Remembering My Friend Muhammad Ali

ByRICHARD LAPCHICK
June 7, 2016, 1:46 AM

— -- I WROTE COLUMNS for ESPN on Muhammad Ali's 65th and 70th birthdays. I was looking forward to writing again in January 2017 for his 75th birthday. That was obviously not meant to be as the world mourns the loss of this giant. Had I never met Ali, I still would be mourning. But as my wife and our family were able to become close friends with Ali and his family, it is especially hard.

I was in my late teens and a child of the 1960s. I marched against the Vietnam War and for civil rights. I was with my father, Joe Lapchick, who along with Celtics legend Red Auerbach worked summers at Kutsher's Hotel and Country Club in Monticello, New York. My dad helped integrate the NBA as coach of the New York Knicks with Nat "Sweetwater" Clifton, one of the first black players in the league in 1950. My dad knew the power of race and sport.

Suddenly Muhammad Ali was nearby and my dad introduced me. Ali trained twice during his early career at Kutsher's. When he later refused induction into the Army and became so outspoken about race, I joined thousands of others who admired this man who was clearly risking his career and even his life to take a stand -- and on such important issues. Each time I saw him on TV, I thought about his handshake.

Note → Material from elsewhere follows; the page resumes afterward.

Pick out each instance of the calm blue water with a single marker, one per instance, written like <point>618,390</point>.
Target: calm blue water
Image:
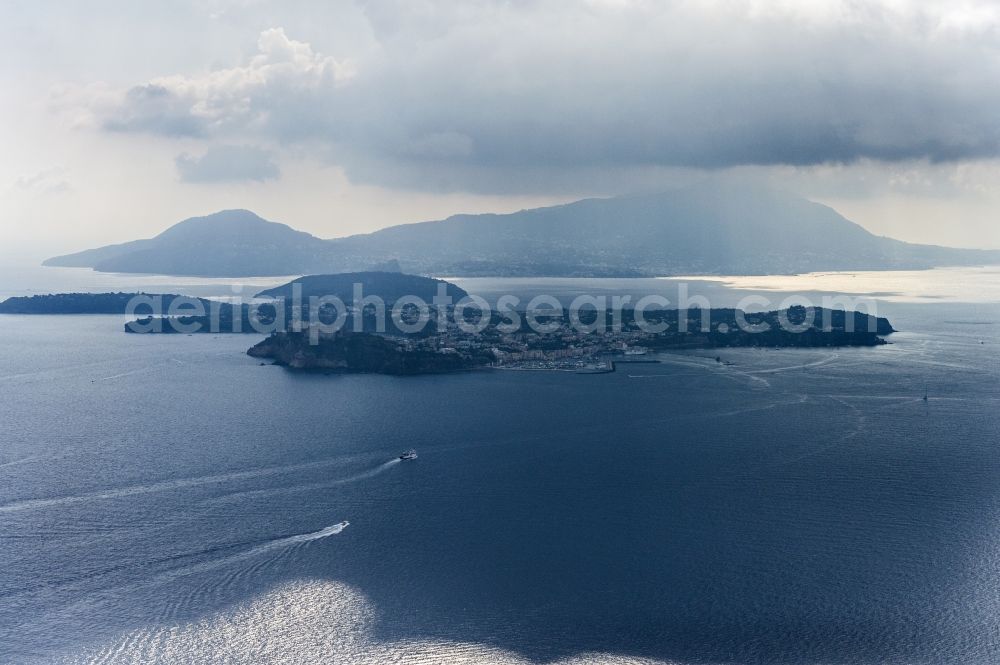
<point>167,499</point>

My dad and I watched the reactions of the media and most of the white and some of the black public as he became a divisive figure for so many. This was a man who the Selective Service said was illiterate and not eligible to serve. When he spoke and became a Muslim, he was suddenly drafted knowing that his religion would not allow him to serve in the Army. My dad and I watched "Firing Line" in 1968 when arch conservative intellectual William F. Buckley Jr. tried to unravel Ali's religious sincerity. Ali leveled him with his brilliance, passion and commitment. I was locked on Muhammad Ali as a real life hero of mine.

I learned as a child the power of sport to affect positive social change. As a 5-year-old boy, I saw angry racists attack my father because he signed Clifton. I saw his image hanging from a tree with people picketing under it when I was 5.

In 1978, I was attacked in my college office for leading the sports boycott of South Africa. I had liver damage, kidney damage, a hernia, a concussion, and the N-word carved into my stomach with a pair of office scissors. The anti-apartheid movement was under way in an attempt to isolate South Africa, with boycotts of trade, bank loans, oil, travel and sports and culture.

If people were willing to go to those lengths to try to stop my father and me, they must have thought that the sports platform we were using was important.